報道発表

WTO紛争解決「韓国による日本産水産物等の輸入規制」パネル報告書の公表

平成30年2月23日

英語版 (English)

  1. 1 2月22日(現地時間同日),世界貿易機関(WTO)紛争解決手続において,我が国が韓国に対して申立てを行っていた紛争案件「韓国による日本産水産物等の輸入規制措置」に関して,我が国の主張を認め,韓国の措置がWTO協定に非整合的であるとし,措置の是正を求めるパネル報告書が公表されました。

    2 我が国は,このパネルの判断を歓迎するとともに,今回の報告書を受け,WTO協定に整合的でないと認定された措置を韓国が誠実かつ速やかに是正することを求めます。

    [参考]
    (1)2011年3月の東京電力(株)福島第一原子力発電所における事故後,韓国は日本産水産物等への輸入規制を順次導入。更に2013年9月に輸入規制を強化した((ア)8県産水産物全面輸入禁止及び(イ)追加的な放射性核種検査要求の対象を水産物を含む全ての日本産食品に拡大)。

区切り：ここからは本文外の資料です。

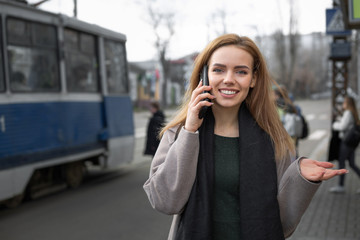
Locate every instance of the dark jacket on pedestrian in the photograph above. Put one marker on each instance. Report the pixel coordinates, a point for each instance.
(154, 127)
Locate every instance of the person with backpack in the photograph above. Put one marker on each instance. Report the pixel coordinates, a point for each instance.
(343, 125)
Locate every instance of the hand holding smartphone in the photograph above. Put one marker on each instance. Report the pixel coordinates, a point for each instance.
(205, 80)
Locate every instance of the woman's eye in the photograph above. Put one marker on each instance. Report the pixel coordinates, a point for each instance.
(242, 72)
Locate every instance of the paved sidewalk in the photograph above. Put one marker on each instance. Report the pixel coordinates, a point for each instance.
(333, 216)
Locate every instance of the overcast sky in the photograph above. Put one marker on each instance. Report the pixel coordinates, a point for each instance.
(193, 24)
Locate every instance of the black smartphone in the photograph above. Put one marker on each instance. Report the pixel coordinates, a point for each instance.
(205, 79)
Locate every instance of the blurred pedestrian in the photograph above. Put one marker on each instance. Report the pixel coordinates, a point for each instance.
(289, 115)
(345, 123)
(230, 174)
(155, 124)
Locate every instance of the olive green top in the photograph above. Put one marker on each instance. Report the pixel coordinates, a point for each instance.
(226, 216)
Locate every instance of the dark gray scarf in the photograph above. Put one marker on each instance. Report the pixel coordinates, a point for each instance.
(259, 208)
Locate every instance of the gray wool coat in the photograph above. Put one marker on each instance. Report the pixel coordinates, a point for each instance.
(173, 172)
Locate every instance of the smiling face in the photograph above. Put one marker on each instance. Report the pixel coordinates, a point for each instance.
(231, 76)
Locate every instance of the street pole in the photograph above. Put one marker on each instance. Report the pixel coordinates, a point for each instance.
(75, 8)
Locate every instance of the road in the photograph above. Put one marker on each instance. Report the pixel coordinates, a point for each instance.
(113, 205)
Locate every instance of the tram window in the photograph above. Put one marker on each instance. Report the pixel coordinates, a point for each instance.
(2, 79)
(115, 59)
(81, 62)
(32, 55)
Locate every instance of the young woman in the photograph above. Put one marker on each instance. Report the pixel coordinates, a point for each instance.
(349, 117)
(230, 175)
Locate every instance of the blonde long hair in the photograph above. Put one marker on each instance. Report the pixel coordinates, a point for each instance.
(260, 99)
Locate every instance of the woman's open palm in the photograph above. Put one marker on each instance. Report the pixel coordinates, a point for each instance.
(314, 170)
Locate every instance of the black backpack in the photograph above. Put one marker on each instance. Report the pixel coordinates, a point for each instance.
(305, 129)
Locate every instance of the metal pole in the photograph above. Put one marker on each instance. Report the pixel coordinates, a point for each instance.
(75, 8)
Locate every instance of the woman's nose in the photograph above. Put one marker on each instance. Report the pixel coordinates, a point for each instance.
(229, 77)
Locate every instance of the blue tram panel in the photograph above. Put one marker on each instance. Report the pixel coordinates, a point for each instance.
(64, 100)
(54, 129)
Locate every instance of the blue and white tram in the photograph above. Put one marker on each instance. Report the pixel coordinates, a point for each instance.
(64, 100)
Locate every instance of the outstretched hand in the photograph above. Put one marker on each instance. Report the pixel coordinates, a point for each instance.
(314, 170)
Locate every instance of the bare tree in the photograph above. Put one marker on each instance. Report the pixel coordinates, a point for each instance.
(286, 48)
(293, 43)
(280, 56)
(162, 24)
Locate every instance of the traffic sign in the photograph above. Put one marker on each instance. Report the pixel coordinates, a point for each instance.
(335, 23)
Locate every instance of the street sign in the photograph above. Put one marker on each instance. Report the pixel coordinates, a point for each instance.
(335, 23)
(354, 11)
(340, 51)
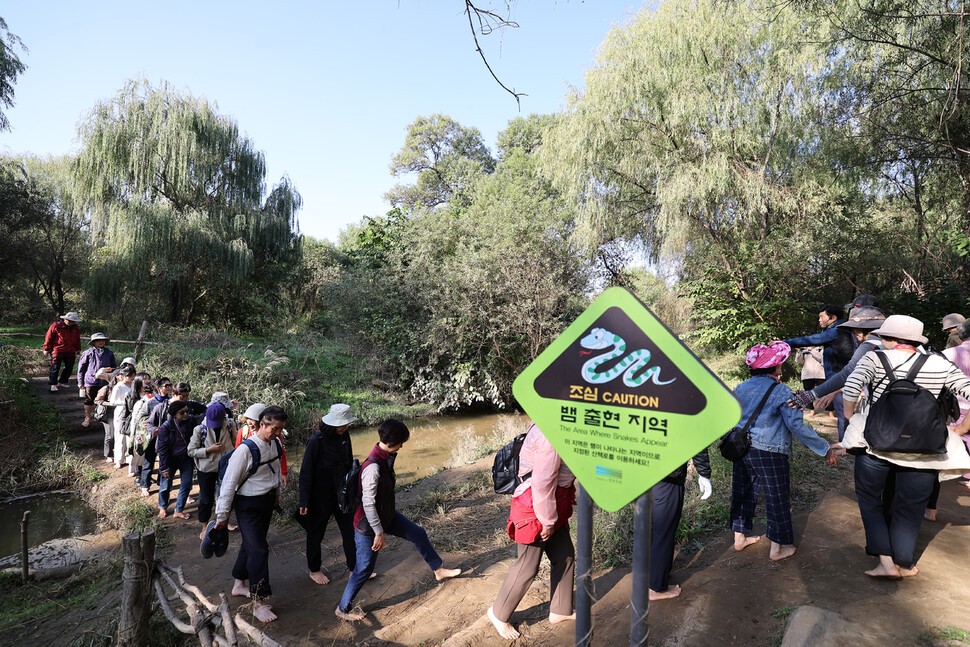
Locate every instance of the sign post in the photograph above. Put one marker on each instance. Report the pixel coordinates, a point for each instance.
(624, 403)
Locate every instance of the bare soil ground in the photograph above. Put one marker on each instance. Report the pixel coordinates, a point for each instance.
(728, 598)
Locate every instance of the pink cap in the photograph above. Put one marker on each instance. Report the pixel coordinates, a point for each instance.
(761, 356)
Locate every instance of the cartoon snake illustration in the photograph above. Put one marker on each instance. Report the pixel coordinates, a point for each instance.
(629, 366)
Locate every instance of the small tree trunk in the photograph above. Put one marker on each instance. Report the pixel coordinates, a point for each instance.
(24, 564)
(136, 590)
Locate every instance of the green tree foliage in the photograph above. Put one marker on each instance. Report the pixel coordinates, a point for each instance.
(45, 251)
(10, 68)
(180, 218)
(446, 158)
(457, 300)
(697, 135)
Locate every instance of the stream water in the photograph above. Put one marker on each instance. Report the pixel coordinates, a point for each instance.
(435, 443)
(53, 515)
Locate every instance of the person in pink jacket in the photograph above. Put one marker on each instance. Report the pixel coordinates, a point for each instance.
(538, 523)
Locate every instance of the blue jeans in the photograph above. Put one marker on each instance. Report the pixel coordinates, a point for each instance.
(185, 466)
(401, 527)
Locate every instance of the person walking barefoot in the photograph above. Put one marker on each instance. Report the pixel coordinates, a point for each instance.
(377, 516)
(539, 524)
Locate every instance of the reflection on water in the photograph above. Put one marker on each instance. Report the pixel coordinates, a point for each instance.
(434, 443)
(52, 516)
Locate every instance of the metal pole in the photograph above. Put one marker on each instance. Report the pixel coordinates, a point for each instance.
(640, 600)
(584, 564)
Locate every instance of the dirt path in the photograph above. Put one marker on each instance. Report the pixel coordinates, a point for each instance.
(729, 598)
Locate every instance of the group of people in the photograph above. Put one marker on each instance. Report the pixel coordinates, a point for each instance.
(895, 491)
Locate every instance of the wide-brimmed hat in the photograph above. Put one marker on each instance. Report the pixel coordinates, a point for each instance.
(902, 327)
(761, 356)
(339, 416)
(215, 415)
(254, 411)
(865, 318)
(953, 320)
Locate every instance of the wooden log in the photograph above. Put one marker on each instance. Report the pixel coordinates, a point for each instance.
(141, 340)
(227, 623)
(135, 598)
(24, 564)
(255, 634)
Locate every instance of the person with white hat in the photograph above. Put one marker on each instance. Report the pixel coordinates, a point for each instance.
(92, 361)
(328, 458)
(61, 346)
(893, 538)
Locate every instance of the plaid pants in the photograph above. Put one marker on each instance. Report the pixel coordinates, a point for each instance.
(767, 472)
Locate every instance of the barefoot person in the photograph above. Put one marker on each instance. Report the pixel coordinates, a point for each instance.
(327, 459)
(903, 481)
(538, 523)
(377, 515)
(765, 466)
(62, 344)
(254, 495)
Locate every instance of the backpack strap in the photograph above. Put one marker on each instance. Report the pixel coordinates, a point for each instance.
(761, 405)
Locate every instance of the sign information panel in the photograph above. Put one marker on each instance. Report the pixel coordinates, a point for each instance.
(622, 400)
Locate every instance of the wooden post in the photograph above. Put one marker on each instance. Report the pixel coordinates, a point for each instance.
(141, 338)
(135, 593)
(24, 564)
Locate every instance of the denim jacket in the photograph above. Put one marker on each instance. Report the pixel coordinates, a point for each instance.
(777, 423)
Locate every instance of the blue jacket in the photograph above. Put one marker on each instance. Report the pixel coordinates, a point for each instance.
(774, 428)
(826, 338)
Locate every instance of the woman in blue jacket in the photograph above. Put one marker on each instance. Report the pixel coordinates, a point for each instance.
(765, 467)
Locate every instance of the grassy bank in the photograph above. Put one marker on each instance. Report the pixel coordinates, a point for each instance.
(33, 451)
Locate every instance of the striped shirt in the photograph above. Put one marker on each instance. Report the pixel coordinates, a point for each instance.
(936, 373)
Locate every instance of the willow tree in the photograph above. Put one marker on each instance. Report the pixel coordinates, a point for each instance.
(179, 208)
(696, 136)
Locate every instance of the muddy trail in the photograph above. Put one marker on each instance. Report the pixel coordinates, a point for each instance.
(728, 598)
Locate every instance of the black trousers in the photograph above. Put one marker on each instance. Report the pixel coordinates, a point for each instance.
(892, 519)
(254, 514)
(207, 494)
(317, 521)
(668, 504)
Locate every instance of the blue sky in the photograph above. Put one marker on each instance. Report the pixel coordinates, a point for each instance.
(325, 89)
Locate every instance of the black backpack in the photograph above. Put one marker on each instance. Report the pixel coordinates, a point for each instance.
(505, 467)
(348, 494)
(906, 417)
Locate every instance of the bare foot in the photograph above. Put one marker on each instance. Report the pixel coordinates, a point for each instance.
(504, 629)
(741, 542)
(779, 552)
(445, 573)
(672, 591)
(319, 578)
(263, 612)
(886, 568)
(353, 615)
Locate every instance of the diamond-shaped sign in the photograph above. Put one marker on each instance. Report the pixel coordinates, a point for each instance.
(622, 400)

    (注)8県: 青森,岩手,宮城,福島,茨城,栃木,群馬,千葉

    (2)こうした措置がWTO協定上の義務に違反しているおそれがあるため,2015年5月,我が国は韓国に対してWTO紛争解決手続に基づく協議を要請し,同年6月に協議を実施した。同年8月,我が国は,WTOにパネル設置要請を行い,翌9月パネルが設置された。

    (3)パネル報告書は,WTOの紛争解決に係る規則及び手続に関する了解の規定により,当事国が第二審にあたる上級委員会に申立てを行わない場合には,報告書の全加盟国送付の後60日以内にWTO紛争解決機関において採択され,判断が確定する。